Kendala dalam realisasi proses penyetaraan jabatan, ternyata tidak mudah mengubah pola pikir para pejabat yang mengalami penyetaraan jabatan. Di sisi lain, pegawai yang telah lebih dulu menduduki jabatan fungsional, menuntut adanya perubahan paradigma para pejabat yang mengalami penyetaraan. Adanya gap antara tuntutan dan harapan dengan realisasi mekanisme kerja pejabat yang mengalami penyetaraan seringkali menimbulkan gesekan. Meskipun demikian, kendala-kendala seperti ini masih dalam batas yang dapat ditoleransi.

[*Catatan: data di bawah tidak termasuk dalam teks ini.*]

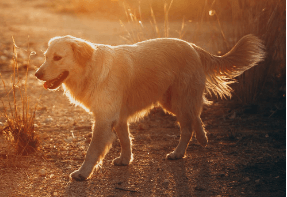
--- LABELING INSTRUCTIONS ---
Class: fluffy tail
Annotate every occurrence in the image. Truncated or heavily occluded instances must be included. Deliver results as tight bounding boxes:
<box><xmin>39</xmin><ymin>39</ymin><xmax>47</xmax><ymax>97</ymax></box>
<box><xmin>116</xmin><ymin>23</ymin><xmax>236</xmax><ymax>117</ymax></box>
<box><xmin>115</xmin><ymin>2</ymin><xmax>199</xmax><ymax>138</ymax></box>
<box><xmin>193</xmin><ymin>35</ymin><xmax>265</xmax><ymax>98</ymax></box>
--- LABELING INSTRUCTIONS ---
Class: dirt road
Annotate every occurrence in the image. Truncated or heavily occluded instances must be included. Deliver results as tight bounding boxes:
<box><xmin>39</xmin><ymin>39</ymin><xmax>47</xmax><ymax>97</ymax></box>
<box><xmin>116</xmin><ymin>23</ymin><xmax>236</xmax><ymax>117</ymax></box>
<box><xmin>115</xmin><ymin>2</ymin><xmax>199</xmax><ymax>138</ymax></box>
<box><xmin>0</xmin><ymin>0</ymin><xmax>286</xmax><ymax>197</ymax></box>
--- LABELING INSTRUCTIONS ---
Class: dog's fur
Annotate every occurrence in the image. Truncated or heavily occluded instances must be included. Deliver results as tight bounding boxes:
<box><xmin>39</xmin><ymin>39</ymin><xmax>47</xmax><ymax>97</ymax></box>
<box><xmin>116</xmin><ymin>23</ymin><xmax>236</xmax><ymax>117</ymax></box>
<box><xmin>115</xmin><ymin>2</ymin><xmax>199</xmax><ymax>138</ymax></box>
<box><xmin>35</xmin><ymin>35</ymin><xmax>264</xmax><ymax>180</ymax></box>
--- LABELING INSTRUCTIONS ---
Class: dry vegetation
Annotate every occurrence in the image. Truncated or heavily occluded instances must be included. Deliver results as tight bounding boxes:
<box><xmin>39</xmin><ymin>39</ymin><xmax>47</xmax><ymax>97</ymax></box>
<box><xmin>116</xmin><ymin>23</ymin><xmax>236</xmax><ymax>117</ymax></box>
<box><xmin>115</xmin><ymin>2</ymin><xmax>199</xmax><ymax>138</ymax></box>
<box><xmin>1</xmin><ymin>39</ymin><xmax>39</xmax><ymax>155</ymax></box>
<box><xmin>0</xmin><ymin>0</ymin><xmax>286</xmax><ymax>196</ymax></box>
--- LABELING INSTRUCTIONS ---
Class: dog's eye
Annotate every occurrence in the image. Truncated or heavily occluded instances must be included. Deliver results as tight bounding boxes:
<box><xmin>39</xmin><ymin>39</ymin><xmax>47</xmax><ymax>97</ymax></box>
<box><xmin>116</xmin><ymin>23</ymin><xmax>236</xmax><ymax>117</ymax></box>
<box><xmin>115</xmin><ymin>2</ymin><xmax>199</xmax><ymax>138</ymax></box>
<box><xmin>54</xmin><ymin>55</ymin><xmax>62</xmax><ymax>61</ymax></box>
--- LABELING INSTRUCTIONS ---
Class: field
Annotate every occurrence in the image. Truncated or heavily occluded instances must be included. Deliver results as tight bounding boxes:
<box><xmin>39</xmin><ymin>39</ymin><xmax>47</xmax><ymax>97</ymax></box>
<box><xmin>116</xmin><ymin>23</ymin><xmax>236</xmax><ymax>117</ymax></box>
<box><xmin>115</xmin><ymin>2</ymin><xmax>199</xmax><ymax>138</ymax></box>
<box><xmin>0</xmin><ymin>0</ymin><xmax>286</xmax><ymax>197</ymax></box>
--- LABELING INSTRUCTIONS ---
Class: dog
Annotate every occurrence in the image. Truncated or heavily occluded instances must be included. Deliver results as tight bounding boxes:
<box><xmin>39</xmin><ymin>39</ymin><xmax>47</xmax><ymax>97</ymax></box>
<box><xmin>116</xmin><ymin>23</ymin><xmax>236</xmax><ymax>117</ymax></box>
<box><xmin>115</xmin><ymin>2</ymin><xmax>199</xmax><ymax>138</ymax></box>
<box><xmin>35</xmin><ymin>35</ymin><xmax>265</xmax><ymax>181</ymax></box>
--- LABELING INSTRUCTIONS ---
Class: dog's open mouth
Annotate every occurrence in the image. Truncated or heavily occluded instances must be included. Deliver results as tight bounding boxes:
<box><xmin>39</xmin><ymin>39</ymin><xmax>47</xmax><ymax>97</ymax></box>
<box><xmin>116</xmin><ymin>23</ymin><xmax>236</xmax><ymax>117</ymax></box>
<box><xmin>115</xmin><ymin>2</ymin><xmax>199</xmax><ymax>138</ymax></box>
<box><xmin>44</xmin><ymin>71</ymin><xmax>69</xmax><ymax>89</ymax></box>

Namun demikian, dalam prakteknya, dunia birokrasi yang masih membutuhkan jenjang penelaahan dan kinerja bertahap mengakibatkan para pejabat yang mengalami penyetaraan tetap harus menjalankan peran selayaknya masih menjabat jabatan administrasi. Untuk menggantikan terminologi jabatan administrator dan pengawas, dimunculkanlah istilah koordinator dan sub koordinator. Dimana tugas dan fungsi koordinator dan sub koordinator adalah tugas dan fungsi sebagaimana administrator dan pengawas.

Pejabat yang terdampak kebijakan penyetaraan jabatan, pada prakteknya diamanahi sebagai koordinator atau sub koordinator. Dengan kata lain, mereka masih diberikan kewenangan dan tanggung jawab dalam bidang tertentu sebagaimana yang melekat pada jabatan sebelumnya. Sehingga muncul sebutan “pejabat fungsional rasa struktural”.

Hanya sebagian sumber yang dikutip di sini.